10代は「青春」を失ったのか? ドイツ国民の3分の2に届いた広告

「Penny | The Wish」より

昨年のサッカーW杯での日本代表の活躍を見て日本に居ながら熱狂する若者たち、大晦日のカウントダウンで尋常ではなく盛り上がる渋谷の人々。

ニュース映像でそういった場面を目にすると、ここ2~3年のコロナ禍による抑圧された生活が、10代を中心とする若者たちにいかに多くの圧迫を与えていたかが、実感される。

ドイツでは、ロックダウンなど日本より強い措置も行われ、10代が受けたメンタルへのダメージも相当なものがあったと思われる。しかし、そのことが公的に指摘されたり認識されることは、ほとんどなかった。

そうした状況にディスカウント・スーパーマーケットのPENNYがチャレンジしたのが、The Wish(願い / 願望)である。

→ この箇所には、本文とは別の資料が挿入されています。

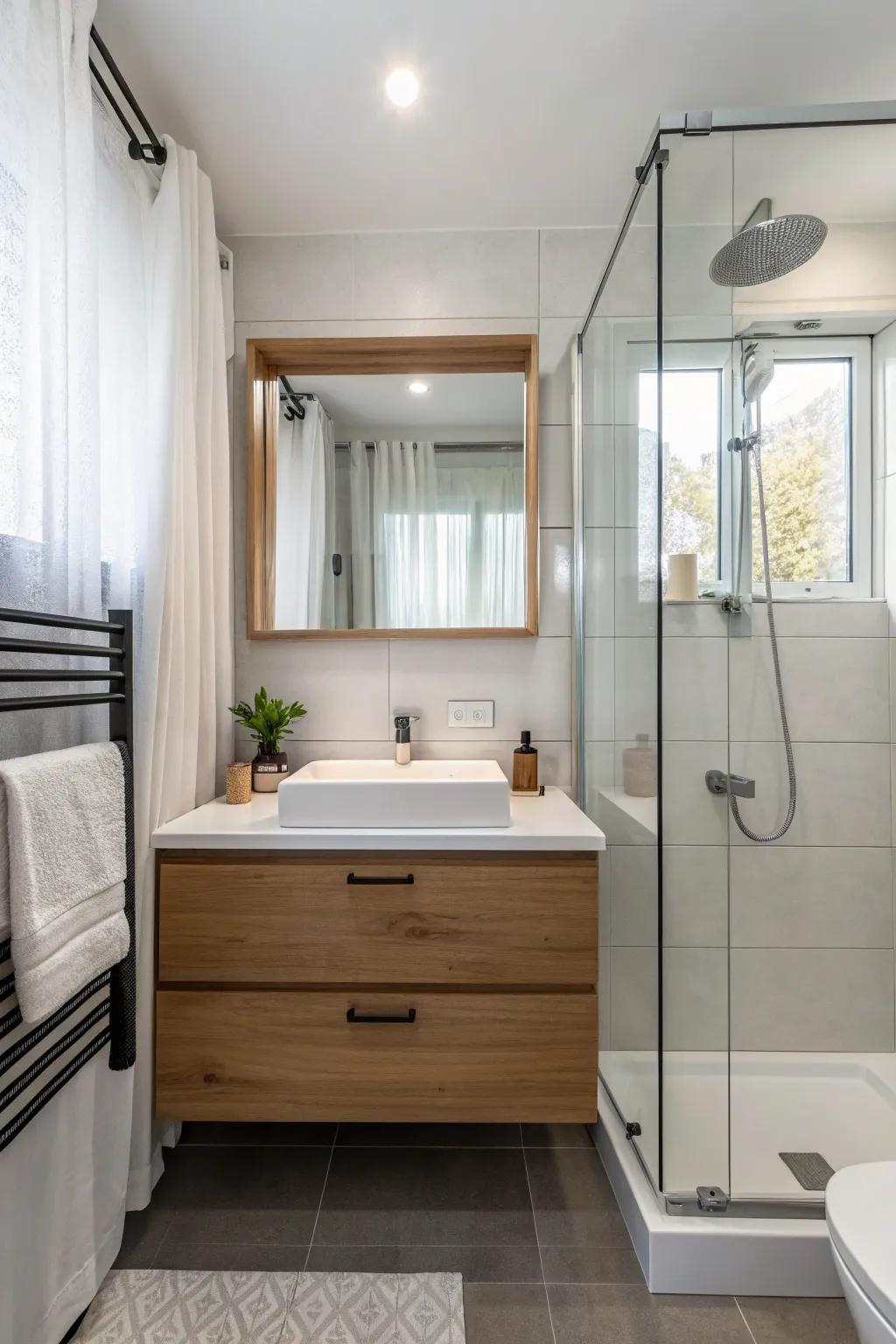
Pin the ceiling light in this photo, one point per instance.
(402, 87)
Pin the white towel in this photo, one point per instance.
(62, 815)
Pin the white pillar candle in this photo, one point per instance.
(682, 578)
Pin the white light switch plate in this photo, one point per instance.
(471, 714)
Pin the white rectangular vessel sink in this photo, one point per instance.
(382, 794)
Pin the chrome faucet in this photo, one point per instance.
(403, 737)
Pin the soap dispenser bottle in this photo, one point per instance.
(526, 766)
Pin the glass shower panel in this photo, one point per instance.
(620, 777)
(696, 416)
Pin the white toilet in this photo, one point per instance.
(861, 1221)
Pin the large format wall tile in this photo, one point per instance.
(837, 690)
(464, 273)
(812, 897)
(812, 999)
(529, 682)
(298, 277)
(844, 792)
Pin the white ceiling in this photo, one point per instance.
(531, 112)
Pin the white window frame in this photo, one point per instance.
(858, 350)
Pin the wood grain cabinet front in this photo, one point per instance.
(376, 987)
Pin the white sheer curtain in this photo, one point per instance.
(434, 546)
(304, 582)
(115, 489)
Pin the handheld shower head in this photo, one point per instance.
(767, 250)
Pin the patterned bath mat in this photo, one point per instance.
(198, 1306)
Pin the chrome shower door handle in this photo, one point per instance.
(730, 784)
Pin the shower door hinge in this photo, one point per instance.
(697, 124)
(710, 1199)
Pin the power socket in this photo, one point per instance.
(471, 714)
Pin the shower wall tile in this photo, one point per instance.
(598, 690)
(597, 472)
(572, 261)
(555, 586)
(464, 273)
(298, 277)
(555, 476)
(837, 690)
(844, 792)
(695, 999)
(695, 689)
(812, 897)
(695, 895)
(812, 999)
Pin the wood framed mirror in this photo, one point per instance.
(393, 486)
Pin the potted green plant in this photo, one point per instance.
(269, 724)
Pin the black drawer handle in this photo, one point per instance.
(355, 880)
(352, 1015)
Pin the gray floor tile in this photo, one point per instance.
(507, 1313)
(143, 1236)
(418, 1196)
(592, 1265)
(630, 1314)
(556, 1136)
(477, 1264)
(429, 1136)
(248, 1195)
(235, 1256)
(256, 1135)
(798, 1320)
(572, 1199)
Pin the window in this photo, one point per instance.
(815, 424)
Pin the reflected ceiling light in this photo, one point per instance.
(402, 87)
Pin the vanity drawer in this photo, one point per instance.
(291, 1055)
(388, 920)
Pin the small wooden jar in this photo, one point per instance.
(240, 781)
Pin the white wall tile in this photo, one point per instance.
(555, 582)
(836, 690)
(812, 999)
(695, 689)
(341, 683)
(459, 273)
(599, 592)
(572, 261)
(635, 689)
(844, 792)
(812, 898)
(690, 815)
(529, 682)
(695, 999)
(634, 897)
(635, 1019)
(695, 895)
(597, 471)
(291, 278)
(555, 370)
(598, 690)
(555, 476)
(832, 620)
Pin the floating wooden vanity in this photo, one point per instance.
(381, 983)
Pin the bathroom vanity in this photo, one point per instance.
(378, 975)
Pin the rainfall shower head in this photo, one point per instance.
(767, 250)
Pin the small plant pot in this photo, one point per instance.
(269, 770)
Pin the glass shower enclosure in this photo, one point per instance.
(734, 699)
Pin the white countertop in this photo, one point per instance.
(549, 822)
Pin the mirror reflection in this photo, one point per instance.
(401, 501)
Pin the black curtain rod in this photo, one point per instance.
(153, 152)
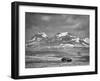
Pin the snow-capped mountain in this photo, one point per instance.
(64, 39)
(64, 36)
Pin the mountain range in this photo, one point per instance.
(59, 40)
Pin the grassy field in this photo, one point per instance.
(40, 58)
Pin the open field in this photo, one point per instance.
(40, 58)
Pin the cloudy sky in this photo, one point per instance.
(53, 23)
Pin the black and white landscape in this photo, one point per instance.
(56, 40)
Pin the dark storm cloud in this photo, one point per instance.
(54, 23)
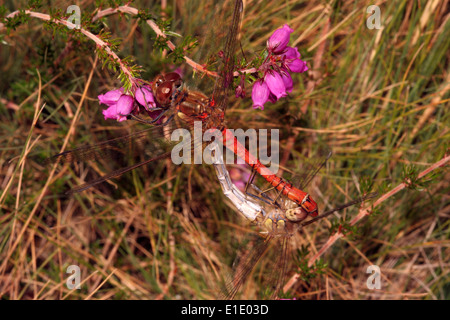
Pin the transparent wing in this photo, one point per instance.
(244, 265)
(223, 85)
(155, 140)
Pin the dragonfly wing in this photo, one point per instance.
(244, 265)
(223, 85)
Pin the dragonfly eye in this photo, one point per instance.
(173, 77)
(164, 93)
(296, 214)
(158, 80)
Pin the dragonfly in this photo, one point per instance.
(277, 220)
(180, 107)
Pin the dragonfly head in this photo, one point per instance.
(164, 86)
(296, 214)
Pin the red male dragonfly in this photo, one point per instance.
(181, 108)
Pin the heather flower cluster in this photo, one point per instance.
(121, 105)
(281, 61)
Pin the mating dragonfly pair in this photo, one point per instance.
(279, 216)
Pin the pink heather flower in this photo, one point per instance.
(279, 39)
(293, 61)
(145, 97)
(121, 109)
(260, 94)
(296, 65)
(287, 80)
(111, 97)
(239, 176)
(291, 53)
(275, 84)
(272, 98)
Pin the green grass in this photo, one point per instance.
(378, 98)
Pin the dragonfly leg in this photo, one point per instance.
(139, 119)
(250, 180)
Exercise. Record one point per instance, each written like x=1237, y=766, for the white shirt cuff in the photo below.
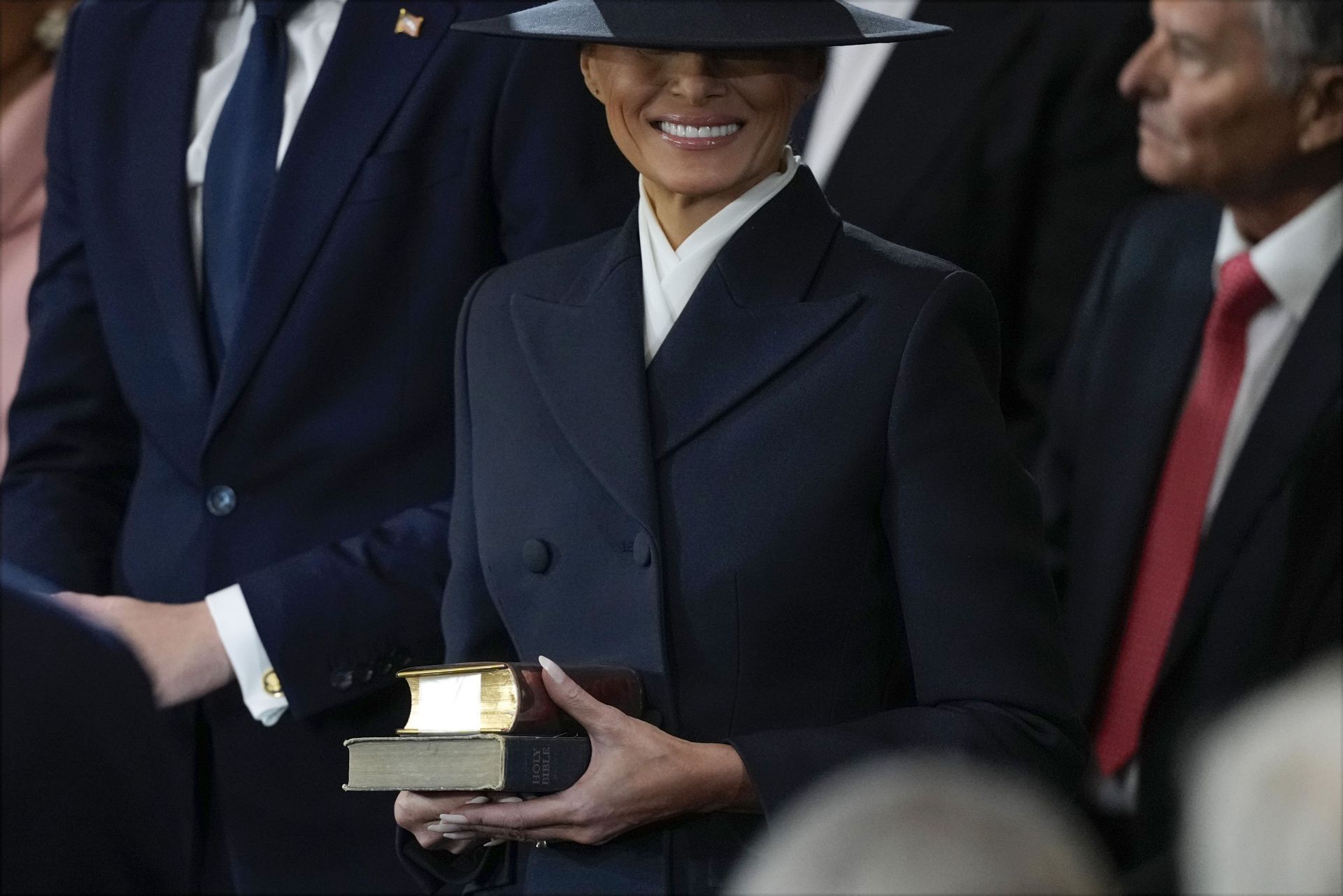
x=248, y=655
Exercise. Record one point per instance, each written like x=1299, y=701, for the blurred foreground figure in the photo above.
x=1002, y=150
x=83, y=762
x=1265, y=793
x=235, y=415
x=925, y=825
x=1192, y=472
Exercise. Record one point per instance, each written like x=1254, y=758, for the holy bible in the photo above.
x=506, y=697
x=468, y=762
x=488, y=727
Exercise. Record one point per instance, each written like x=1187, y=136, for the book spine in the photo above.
x=544, y=765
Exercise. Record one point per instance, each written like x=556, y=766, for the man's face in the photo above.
x=1210, y=120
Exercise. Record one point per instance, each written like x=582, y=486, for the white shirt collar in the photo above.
x=1296, y=258
x=671, y=276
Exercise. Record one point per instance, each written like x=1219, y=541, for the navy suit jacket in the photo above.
x=802, y=524
x=1265, y=588
x=1005, y=150
x=417, y=166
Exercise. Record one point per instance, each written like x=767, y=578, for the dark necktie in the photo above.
x=241, y=171
x=1175, y=524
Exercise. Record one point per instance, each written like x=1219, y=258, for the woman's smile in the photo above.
x=697, y=132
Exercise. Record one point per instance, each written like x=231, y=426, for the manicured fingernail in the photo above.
x=553, y=669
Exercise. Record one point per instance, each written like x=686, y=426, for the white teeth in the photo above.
x=700, y=134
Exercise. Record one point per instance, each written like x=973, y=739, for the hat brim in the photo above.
x=704, y=24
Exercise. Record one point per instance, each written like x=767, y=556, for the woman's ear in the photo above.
x=588, y=66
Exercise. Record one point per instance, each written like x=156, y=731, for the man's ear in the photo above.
x=1321, y=111
x=588, y=66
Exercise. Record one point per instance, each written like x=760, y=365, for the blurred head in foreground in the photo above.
x=1242, y=101
x=1264, y=808
x=925, y=825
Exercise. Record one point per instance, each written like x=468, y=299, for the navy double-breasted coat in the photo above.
x=802, y=523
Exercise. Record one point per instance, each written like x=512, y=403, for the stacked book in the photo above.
x=488, y=727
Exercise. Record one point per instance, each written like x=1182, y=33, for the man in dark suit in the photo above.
x=1191, y=476
x=273, y=430
x=81, y=739
x=1002, y=150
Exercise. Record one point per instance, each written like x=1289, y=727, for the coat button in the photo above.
x=220, y=500
x=343, y=678
x=642, y=551
x=537, y=555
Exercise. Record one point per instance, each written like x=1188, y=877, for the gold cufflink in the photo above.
x=408, y=24
x=270, y=681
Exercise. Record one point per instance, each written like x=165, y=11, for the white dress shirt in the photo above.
x=311, y=31
x=1293, y=262
x=851, y=76
x=671, y=276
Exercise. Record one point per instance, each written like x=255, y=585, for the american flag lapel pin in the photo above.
x=408, y=24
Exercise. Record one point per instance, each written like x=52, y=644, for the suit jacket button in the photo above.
x=220, y=500
x=343, y=678
x=537, y=555
x=642, y=550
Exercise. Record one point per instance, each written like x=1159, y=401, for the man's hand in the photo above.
x=176, y=642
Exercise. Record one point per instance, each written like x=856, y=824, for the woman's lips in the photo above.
x=697, y=134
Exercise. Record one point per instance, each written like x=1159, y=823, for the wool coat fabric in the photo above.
x=802, y=524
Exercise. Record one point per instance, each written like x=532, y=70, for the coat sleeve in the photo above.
x=962, y=520
x=74, y=443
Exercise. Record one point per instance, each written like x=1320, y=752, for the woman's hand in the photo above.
x=638, y=774
x=422, y=814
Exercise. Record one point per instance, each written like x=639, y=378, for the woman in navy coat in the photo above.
x=753, y=453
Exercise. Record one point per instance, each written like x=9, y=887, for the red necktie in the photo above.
x=1177, y=520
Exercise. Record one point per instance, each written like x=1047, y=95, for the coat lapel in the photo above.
x=906, y=122
x=1137, y=413
x=1305, y=387
x=586, y=354
x=747, y=320
x=364, y=78
x=160, y=111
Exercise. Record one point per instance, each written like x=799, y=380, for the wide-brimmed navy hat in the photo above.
x=704, y=24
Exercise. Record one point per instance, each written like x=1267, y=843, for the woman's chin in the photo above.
x=700, y=183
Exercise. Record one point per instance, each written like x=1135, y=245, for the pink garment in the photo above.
x=23, y=197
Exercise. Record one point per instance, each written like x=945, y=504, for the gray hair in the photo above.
x=1299, y=35
x=1264, y=792
x=925, y=825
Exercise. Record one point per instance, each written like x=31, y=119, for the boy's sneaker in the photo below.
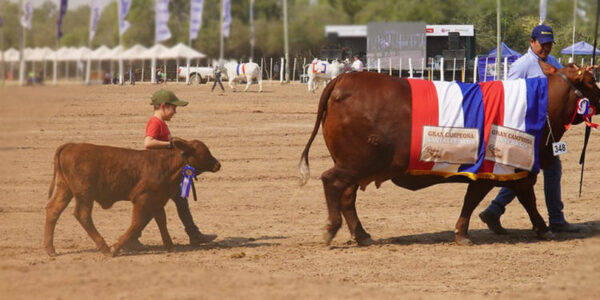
x=199, y=238
x=567, y=227
x=133, y=244
x=492, y=221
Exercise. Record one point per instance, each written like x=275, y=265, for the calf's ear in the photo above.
x=183, y=145
x=547, y=68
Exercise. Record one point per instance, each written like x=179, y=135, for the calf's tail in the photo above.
x=57, y=170
x=303, y=165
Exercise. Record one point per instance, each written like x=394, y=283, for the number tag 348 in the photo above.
x=559, y=148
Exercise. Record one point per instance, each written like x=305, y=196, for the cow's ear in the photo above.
x=547, y=68
x=183, y=145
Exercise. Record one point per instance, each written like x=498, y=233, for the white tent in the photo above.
x=41, y=54
x=133, y=52
x=154, y=53
x=181, y=51
x=11, y=55
x=97, y=53
x=112, y=54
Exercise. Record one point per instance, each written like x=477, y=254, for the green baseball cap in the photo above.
x=166, y=96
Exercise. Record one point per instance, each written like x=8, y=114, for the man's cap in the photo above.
x=166, y=96
x=543, y=34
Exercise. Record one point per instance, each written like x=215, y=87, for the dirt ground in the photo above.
x=269, y=243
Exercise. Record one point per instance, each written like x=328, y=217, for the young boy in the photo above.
x=158, y=136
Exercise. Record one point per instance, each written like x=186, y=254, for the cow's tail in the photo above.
x=57, y=170
x=303, y=165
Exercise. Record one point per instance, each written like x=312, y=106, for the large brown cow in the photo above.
x=366, y=120
x=104, y=174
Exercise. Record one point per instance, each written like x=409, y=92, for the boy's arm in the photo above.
x=152, y=143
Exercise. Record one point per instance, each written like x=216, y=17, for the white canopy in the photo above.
x=41, y=54
x=97, y=53
x=181, y=51
x=112, y=54
x=133, y=52
x=11, y=55
x=63, y=54
x=155, y=51
x=80, y=53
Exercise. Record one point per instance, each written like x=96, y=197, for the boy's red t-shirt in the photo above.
x=158, y=129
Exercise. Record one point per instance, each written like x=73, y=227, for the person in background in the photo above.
x=217, y=78
x=357, y=65
x=527, y=66
x=158, y=136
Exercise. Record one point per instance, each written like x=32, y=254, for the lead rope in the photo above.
x=550, y=134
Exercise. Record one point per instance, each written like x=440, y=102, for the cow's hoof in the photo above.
x=368, y=241
x=328, y=237
x=113, y=252
x=464, y=242
x=51, y=252
x=546, y=236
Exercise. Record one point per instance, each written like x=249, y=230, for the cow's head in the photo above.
x=582, y=78
x=197, y=155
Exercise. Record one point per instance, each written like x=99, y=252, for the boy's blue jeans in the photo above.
x=552, y=175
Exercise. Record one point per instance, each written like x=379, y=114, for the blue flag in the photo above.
x=161, y=30
x=0, y=15
x=123, y=7
x=226, y=17
x=61, y=14
x=195, y=18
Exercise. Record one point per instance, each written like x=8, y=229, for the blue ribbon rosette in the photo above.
x=188, y=174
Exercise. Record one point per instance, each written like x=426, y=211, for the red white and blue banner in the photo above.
x=123, y=6
x=226, y=16
x=61, y=15
x=196, y=8
x=161, y=30
x=487, y=130
x=95, y=17
x=27, y=14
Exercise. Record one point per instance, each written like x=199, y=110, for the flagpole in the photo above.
x=251, y=30
x=286, y=44
x=498, y=49
x=574, y=16
x=21, y=47
x=2, y=76
x=121, y=78
x=89, y=61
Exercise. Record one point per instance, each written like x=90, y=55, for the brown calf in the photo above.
x=104, y=174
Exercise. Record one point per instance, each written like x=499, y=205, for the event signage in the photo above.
x=61, y=14
x=195, y=18
x=123, y=6
x=450, y=144
x=162, y=31
x=226, y=17
x=510, y=147
x=27, y=14
x=94, y=17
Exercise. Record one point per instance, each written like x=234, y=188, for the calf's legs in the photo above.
x=340, y=195
x=83, y=214
x=142, y=214
x=475, y=193
x=527, y=198
x=161, y=221
x=59, y=200
x=349, y=211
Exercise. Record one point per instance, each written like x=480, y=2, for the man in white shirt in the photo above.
x=357, y=64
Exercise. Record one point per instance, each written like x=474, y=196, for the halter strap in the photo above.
x=564, y=77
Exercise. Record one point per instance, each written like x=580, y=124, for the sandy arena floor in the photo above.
x=269, y=243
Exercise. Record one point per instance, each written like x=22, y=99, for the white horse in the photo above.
x=248, y=72
x=322, y=71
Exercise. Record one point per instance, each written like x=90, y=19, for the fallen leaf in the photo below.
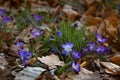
x=85, y=74
x=31, y=61
x=70, y=13
x=29, y=73
x=115, y=59
x=77, y=25
x=52, y=61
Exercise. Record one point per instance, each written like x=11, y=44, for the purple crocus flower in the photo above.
x=99, y=38
x=37, y=17
x=2, y=12
x=59, y=33
x=91, y=45
x=6, y=19
x=102, y=49
x=19, y=44
x=35, y=32
x=85, y=49
x=25, y=56
x=67, y=48
x=75, y=67
x=76, y=55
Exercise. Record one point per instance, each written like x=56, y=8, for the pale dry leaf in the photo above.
x=29, y=73
x=85, y=74
x=52, y=61
x=70, y=13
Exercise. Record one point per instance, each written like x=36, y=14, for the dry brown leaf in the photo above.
x=85, y=74
x=70, y=13
x=29, y=73
x=115, y=59
x=31, y=61
x=118, y=71
x=52, y=61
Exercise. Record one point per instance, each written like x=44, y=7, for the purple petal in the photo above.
x=91, y=45
x=65, y=52
x=35, y=32
x=85, y=50
x=76, y=55
x=6, y=19
x=37, y=17
x=103, y=40
x=70, y=44
x=19, y=44
x=63, y=45
x=75, y=67
x=2, y=12
x=25, y=56
x=59, y=33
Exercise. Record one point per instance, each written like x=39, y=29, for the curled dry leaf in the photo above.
x=29, y=73
x=52, y=61
x=109, y=65
x=70, y=13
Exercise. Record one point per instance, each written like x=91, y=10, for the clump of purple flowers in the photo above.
x=67, y=48
x=24, y=56
x=36, y=33
x=37, y=17
x=100, y=39
x=6, y=19
x=91, y=48
x=59, y=33
x=75, y=66
x=2, y=12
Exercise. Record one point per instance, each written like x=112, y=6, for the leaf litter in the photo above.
x=98, y=18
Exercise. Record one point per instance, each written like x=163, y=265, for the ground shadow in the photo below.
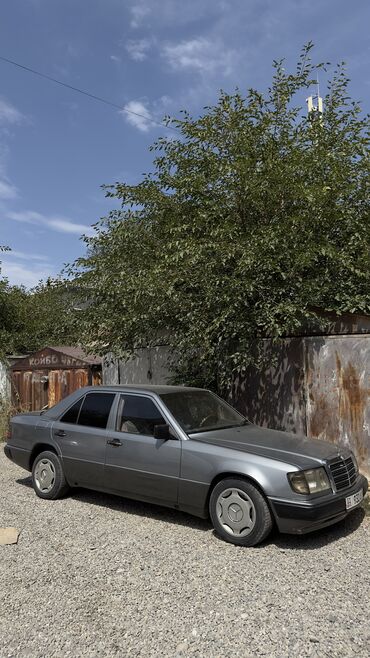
x=134, y=507
x=312, y=541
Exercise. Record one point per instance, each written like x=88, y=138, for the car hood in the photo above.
x=271, y=443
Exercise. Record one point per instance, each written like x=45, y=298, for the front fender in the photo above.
x=203, y=464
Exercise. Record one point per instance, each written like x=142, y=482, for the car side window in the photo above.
x=71, y=415
x=95, y=410
x=138, y=415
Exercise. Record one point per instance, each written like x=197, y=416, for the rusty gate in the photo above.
x=47, y=376
x=318, y=386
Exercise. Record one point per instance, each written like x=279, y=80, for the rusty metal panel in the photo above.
x=338, y=392
x=273, y=396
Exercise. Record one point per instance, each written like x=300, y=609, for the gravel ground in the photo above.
x=95, y=575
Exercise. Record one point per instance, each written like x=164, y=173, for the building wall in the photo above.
x=318, y=386
x=148, y=367
x=4, y=383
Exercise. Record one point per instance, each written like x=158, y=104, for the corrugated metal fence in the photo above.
x=318, y=385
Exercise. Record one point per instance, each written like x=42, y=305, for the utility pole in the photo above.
x=315, y=103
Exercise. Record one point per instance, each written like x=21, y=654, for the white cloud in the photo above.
x=138, y=50
x=138, y=12
x=7, y=191
x=201, y=54
x=23, y=255
x=9, y=113
x=20, y=275
x=53, y=222
x=136, y=113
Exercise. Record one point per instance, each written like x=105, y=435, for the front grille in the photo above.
x=344, y=472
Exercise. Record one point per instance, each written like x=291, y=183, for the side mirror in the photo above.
x=162, y=432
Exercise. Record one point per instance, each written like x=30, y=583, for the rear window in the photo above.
x=96, y=409
x=72, y=414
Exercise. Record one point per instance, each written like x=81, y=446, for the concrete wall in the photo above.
x=5, y=392
x=318, y=386
x=148, y=367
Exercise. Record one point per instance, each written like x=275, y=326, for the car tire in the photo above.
x=239, y=512
x=48, y=477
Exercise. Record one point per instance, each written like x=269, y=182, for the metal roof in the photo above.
x=76, y=353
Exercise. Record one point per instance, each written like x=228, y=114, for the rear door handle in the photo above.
x=114, y=442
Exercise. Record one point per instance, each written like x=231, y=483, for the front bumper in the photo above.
x=299, y=518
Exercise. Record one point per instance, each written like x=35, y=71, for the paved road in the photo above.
x=98, y=576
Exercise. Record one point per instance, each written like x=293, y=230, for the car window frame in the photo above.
x=177, y=435
x=82, y=400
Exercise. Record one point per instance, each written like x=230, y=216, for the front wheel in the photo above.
x=239, y=512
x=47, y=476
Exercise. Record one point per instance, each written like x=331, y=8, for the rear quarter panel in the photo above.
x=27, y=431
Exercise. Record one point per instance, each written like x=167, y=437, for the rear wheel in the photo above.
x=239, y=512
x=47, y=476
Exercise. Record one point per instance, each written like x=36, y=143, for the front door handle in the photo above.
x=114, y=442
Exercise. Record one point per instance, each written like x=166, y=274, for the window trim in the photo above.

このキャンペーンは、昨年6月にフランスで開催されたカンヌライオンズ2022で、フィルムクラフト部門グランプリなどを受賞した。カンヌライオンズとは、世界の広告界やマーケティング界で飛びぬけて大きな影響力を持つアワ−ドである。

「失った青春を取り戻して欲しい」

2021年11月に公開された中心的コンテンツである4分弱の動画は、10代の息子が母親に「クリスマスプレゼントには、何が欲しい?」と尋ねるシーンから始まる。それに応える形で、母親が、息子にして欲しかったこと(コロナ禍で出来なかったこと)を、次々と語り始める。

「家にばかりいないで、夜に出かけて欲しかった」

「酔いつぶれたあなたを、父さんが迎えに行くとか」

「宿題もやらずに、パーティに出かけるとか」

映像は息子がそうしたシーンを実践している場面を映し出す。女の子と一夜をともにした後、彼女に振られて傷つき、それでも友人と旅に出かけたり……。


Penny | The Wish (english subs)

「あなたが失った青春を取り戻して欲しいの」と母親は痛切に訴える。それに対して息子は、有名ロックバンドのヒット曲の歌詞を独白し始め、やがて静かに歌い始める。「今しかないんだよ。今生きているこの瞬間を生きたいのさ。これが僕の人生だから」と。

最後には、テレビCMにおける商品紹介に当たる、プレゼント告知の紹介文が映し出される。「あなたが失った多くの体験を取り戻させてあげるために、5000の体験をプレゼントとして用意しました。我々の特設サイトを訪れてください(大意)」。この体験プレゼントには、世界旅行や卒業パーティ、そして宿泊施設付きのPENNYでのアルバイト職も含まれていたという。